Interform – die digitale Inszenierung der Interaktion fotografischer Formen. Zwischen den ineinanderfließenden Linien, Flächen und Farben entstehen eigene Frequenzen, die sich visuell und auch akustisch, synästhetisch gesehen, manifestieren.

Falk von Traubenbergs Fotografien des Werkkomplexes Interform scheinen Klang sichtbar zu machen, die Frequenzen, die entstehen, wenn Formen und Farbe sich ineinander auflösen und neue visuelle Dimensionen erschließen. Der synästhetische Aspekt, in seiner vollen spektralen Frequenzdichte, steht beim Interform Werkkomplex klar im Vordergrund. Wie ein rhythmischer Klangteppich fließt das Farbspektrum durch das Bild. Gegenständlichkeit verschmilzt mit Abstraktion in physikalisch akkurater Linearität, die die Fotografien aus ihrer intensiven farblichen Brillanz, aus ihrer geradezu undurchdringlichen, vor Energie strotzenden Diversität heraus immer wieder erden und in einer natürlich inhärenten Ruhe zentrieren. Diese Linearität verläuft in fein strukturierten Parallelen in horizontaler, vertikaler oder diagonaler Flußrichtung. Weiche und harte Linien werden kontrastiert, verlaufen, flirren, verschieben altbekannte Perspektiven in einer irisierenden Vielschichtigkeit. Diese visuellen Klangkompositionen lassen die Grenzen zwischen Bild und Klang sich auflösen und öffnen den Blick in ihrem psychedelischen Zusammenspiel von Form und Farbe für neue Synergieeffekte. Die Welt, in Farbe gehört.
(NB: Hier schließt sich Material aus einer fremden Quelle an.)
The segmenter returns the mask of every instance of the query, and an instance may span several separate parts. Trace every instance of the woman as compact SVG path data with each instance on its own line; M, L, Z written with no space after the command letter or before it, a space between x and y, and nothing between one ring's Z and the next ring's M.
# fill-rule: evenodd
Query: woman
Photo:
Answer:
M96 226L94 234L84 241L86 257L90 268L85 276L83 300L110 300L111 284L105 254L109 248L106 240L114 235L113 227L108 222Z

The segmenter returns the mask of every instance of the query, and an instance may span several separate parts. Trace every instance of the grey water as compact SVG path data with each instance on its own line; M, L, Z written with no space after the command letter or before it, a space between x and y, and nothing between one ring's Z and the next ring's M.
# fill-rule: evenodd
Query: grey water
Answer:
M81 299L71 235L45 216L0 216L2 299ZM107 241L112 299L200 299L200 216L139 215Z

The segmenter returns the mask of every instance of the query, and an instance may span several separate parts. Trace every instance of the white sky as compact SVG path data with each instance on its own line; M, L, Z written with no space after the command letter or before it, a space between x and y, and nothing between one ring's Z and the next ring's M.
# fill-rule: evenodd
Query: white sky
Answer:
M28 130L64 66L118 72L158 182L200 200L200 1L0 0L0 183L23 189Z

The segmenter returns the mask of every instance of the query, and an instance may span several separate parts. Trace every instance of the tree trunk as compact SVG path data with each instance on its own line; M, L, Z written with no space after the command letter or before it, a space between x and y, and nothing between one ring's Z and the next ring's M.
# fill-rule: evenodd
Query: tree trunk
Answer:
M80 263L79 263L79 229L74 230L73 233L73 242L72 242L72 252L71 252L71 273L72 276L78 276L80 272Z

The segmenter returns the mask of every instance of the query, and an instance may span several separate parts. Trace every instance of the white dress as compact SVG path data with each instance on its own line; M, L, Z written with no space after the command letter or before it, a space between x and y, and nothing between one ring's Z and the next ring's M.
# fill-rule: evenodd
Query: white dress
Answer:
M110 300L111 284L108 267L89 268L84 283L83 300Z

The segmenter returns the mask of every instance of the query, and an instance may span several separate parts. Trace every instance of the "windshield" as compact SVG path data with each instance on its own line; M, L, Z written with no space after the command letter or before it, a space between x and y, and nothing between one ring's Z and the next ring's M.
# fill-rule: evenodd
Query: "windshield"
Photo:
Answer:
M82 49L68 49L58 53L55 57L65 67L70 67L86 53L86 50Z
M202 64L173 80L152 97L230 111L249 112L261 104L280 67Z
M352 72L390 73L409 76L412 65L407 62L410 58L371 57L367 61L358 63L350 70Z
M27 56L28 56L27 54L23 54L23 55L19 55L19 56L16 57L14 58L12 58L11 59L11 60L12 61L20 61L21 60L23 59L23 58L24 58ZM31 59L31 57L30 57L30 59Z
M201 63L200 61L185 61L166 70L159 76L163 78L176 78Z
Vom Architekturbild zur Bildarchitektur. Dekonstruktivistische Fotografie wird hier betrieben, die digitale Auflösung und Neukomposition architektonischer Bildelemente. Scheinbar zufällig kombinierte Architektur- und Straßenszenenfotografien werden durch den darüber liegenden Farbklang zu einer runden Ganzheit gebracht. Indem ganz in die Struktur eintaucht wird, können Form und Farbe de- und dann rekonstruiert werden. Dekonstruktivismus weicht von altbewährter Stabilität und Einheitlichkeit ab und kommt in der freien Beweglichkeit der Digital Art zu neuer, übergeordneter Harmonie.

Das Resultat ist die optische Auflösung sowohl von der Wahrnehmung als auch von der Technik. Das Auge, in ständiger Bewegung gehalten, sucht in der flimmernden Abstraktion nach wiedererkennbaren Formen, die sich, sobald erkannt, unmittelbar wieder auflösen und verschieben. Falk von Traubenberg setzt sich in dieser Sichtbarmachung neuer Perspektiven mit der visuell-akustisch-synästhetischer Wahrnehmung auseinander. Perzeptorische Grenzen verschieben sich und werden aufgelöst, um darin neue Blickwinkel zu erschließen. Mit höchster technischer und inhaltlicher Präzision bringt er scheinbar unstrukturierte Formen und Farben in übergeordneten, perfekt stimmigen Einklang. Durch seine individuelle, durchdefinierte Bildsprache gelingt es ihm, das essentielle Wesen der Fotografie zu vermitteln: Sie ist eine freie Reflektion der Welt, dessen, was wir als Realität empfinden.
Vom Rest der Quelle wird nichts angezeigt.